L’esercizio di trasmettere ai figli la fede, nel senso di facilitare la sua espressione e la sua crescita, permette che la famiglia diventi evangelizzatrice e che, spontaneamente inizi a trasmetterla a tutti coloro che le si accostano, anche al di fuori dello stesso ambiente familiare. I figli che crescono in famiglie missionarie spesso diventano missionari, se i genitori sanno vivere questo compito in modo tale che gli altri li sentano vicini e amichevoli, così che i figli crescano in questo stile di relazione con il mondo, senza rinunciare alla propria fede e alle proprie convinzioni. Ricordiamo che Gesù stesso mangiava e beveva con i peccatori, poteva fermarsi a conversare con la samaritana e ricevere Nicodemo di notte, si lasciava ungere i piedi da una donna prostituta e non esitava a toccare i malati. Lo stesso facevano i suoi apostoli, che non erano persone sprezzanti verso gli altri, reclusi in piccoli gruppi di eletti, isolati dalla vita della gente. Mentre le autorità li perseguitavano, loro godevano della simpatia di tutto il popolo.

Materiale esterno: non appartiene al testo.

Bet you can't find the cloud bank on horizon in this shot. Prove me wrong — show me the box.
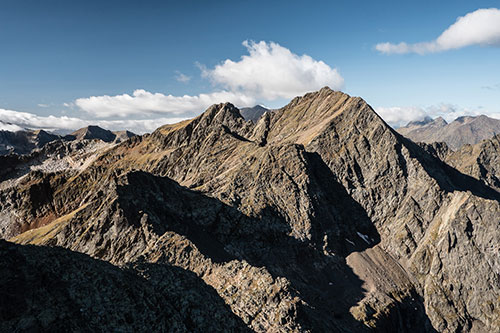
[375,104,500,128]
[375,8,500,55]
[75,41,344,118]
[0,41,344,133]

La famiglia si costituisce, così come soggetto dell’azione pastorale attraverso l’annuncio esplicito del Vangelo e l’eredità di molteplici forme di testimonianza: la solidarietà verso i poveri, l’apertura alla diversità delle persone, la custodia del creato, la solidarietà morale e materiale verso le altre famiglie soprattutto verso le più bisognose, l’impegno per la promozione del bene comune anche mediante la trasformazione delle strutture sociali ingiuste, a partire dal territorio nel quale essa vive, praticando le opere di misericordia corporale e spirituale. Ciò va collocato nel quadro della convinzione più preziosa dei cristiani: l’amore del Padre che ci sostiene e ci fa crescere, manifestato nel dono totale di Gesù, vivo tra noi, che ci rende capaci di affrontare uniti tutte le tempeste e tutte le fasi della vita. Tutti dovremmo poter dire, a partire dal vissuto nelle nostre famiglie: «Noi abbiamo creduto all’amore che Dio ha per noi» (1 Gv 4,16). Solo a partire da questa esperienza, la pastorale familiare potrà ottenere che le famiglie siano al tempo stesso Chiese domestiche e fermento evangelizzatore nella società.
Con il tema di oggi abbiamo finito Amoris laetitia di Papa Francesco.